Il faut combattre le terrorisme mais aussi ses conséquences !
Ausi, au risque de faire hurler certains, le comportement du gouvernement état unien (ou plutôt du complexe militaro industriel en coulisses) est une forme de terrorisme. Un terrorisme économique voire politique qui annihile toute contestation quelle qu'elle soit. Les états unis font peur. A l'intérieur tout comme à l'exterieur.
Heureusement; il existe des canaux d'expression libre permettant aux citoyens de se faire une opinion propre et divergente de celle assénée par le gouvernement. A condition pour le peuple états unien d'acceder à de l'information diversifiée, d'en faire le tri et le traitement: Ce que peu de gens peuvent/savent faire...
Ainsi, mis à part les révélations d'exactions multiples, aucune action forte ne s'oppose à ce terrorisme d'Etat. (guantanamo, Prison d'Abu grahib, insertion en irak, peine de mort sur mineurs de moins de 16 ans, censure médiatique, position hégémonique sur les institutions du commerce international, noyautage, propagande....)
Faire mourir des milliers de gens de faim dont de nombreux enfants pour destituer un dictateur autrefois ami n'est-il pas un acte terroriste ???
A l'autre extrémité existent les actes terroristes primaires. ce sont ceux que les média nous présentent et qui nous apparaissent plus barbares car très crus et sauvages. Ce terrorisme est plus figuratif.
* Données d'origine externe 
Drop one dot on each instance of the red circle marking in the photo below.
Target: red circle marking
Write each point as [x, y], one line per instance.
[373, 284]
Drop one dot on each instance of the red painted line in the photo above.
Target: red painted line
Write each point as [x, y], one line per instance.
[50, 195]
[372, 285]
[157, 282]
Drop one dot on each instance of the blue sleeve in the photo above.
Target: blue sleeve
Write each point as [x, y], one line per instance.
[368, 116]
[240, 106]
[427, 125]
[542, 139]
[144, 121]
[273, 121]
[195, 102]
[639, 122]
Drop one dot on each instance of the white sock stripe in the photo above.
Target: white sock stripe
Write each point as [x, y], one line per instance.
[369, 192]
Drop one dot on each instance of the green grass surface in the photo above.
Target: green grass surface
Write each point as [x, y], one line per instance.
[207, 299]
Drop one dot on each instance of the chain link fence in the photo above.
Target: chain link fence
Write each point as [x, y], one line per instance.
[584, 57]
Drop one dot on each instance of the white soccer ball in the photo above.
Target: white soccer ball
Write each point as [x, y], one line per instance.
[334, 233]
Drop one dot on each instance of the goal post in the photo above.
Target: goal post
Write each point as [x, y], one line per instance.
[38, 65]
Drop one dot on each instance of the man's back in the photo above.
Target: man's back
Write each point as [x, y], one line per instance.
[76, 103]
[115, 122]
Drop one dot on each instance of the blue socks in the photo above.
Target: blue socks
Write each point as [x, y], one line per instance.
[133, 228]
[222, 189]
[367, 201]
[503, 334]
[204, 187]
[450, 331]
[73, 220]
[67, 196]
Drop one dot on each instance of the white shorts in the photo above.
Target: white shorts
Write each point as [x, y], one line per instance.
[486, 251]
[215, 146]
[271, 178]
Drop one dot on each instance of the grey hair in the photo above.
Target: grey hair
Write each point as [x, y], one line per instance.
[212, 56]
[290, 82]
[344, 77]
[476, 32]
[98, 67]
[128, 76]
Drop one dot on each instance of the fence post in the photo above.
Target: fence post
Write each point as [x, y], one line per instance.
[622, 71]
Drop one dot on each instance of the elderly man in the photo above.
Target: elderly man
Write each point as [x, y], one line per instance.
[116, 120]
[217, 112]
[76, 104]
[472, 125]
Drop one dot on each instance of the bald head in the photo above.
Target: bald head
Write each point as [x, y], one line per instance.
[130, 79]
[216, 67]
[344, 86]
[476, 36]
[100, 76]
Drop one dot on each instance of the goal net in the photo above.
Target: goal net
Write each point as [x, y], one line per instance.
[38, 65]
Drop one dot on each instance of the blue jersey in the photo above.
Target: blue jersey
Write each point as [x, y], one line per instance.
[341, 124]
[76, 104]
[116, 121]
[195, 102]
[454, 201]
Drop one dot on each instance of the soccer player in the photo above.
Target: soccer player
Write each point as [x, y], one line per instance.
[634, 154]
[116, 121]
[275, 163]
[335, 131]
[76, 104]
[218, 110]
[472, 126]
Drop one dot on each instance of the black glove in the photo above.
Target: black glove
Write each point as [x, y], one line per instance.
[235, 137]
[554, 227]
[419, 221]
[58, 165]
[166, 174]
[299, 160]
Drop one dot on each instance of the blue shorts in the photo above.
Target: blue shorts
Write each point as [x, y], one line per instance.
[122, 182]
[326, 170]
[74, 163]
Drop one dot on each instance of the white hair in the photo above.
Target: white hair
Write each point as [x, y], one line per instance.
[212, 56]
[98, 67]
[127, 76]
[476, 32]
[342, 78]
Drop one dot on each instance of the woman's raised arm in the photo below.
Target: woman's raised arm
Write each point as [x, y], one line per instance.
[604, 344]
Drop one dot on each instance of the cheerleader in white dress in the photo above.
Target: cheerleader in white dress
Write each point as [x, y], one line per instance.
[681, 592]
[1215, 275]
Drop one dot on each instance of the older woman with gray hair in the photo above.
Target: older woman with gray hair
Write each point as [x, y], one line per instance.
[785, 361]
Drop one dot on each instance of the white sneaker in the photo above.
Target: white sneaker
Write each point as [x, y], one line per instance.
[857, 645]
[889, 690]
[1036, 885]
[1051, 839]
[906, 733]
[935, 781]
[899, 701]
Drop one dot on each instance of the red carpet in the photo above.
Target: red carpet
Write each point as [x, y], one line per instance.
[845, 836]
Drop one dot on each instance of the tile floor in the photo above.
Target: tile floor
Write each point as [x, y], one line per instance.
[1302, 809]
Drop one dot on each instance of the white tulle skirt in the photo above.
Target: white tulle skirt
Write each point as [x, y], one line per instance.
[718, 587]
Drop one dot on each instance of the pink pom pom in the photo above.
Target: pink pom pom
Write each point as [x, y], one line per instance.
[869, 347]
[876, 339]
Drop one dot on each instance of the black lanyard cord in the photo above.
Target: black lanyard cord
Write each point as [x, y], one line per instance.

Il est évidemment à bannir et à combattre.
Cependant, jusqu'où aller pour arêter la terreur ? devons nous utiliser tous les moyens ? (y compris torture, stigmatisation des communautés, assasinats politiques...)
Devons-nous nous saluer des pratiques contraires à nos valeurs lorsqu'elles sont commises pour raison d'état?
Si on y regarde de plus près, le terrorisme est de plus en plus présent dans notre société: terrorisme social, ideologique, politique économique et enfin terrorisme guerrier, qui n'est que la surface visible d'un iceberg.
Or si nous ne sommes pas vigilants et changeons rapidement de cap, nous risquons tous de couler comme le Titanic.
car si la peur issue de la terreur est le premier moteur de la motivation, elle est aussi la plus destructrice.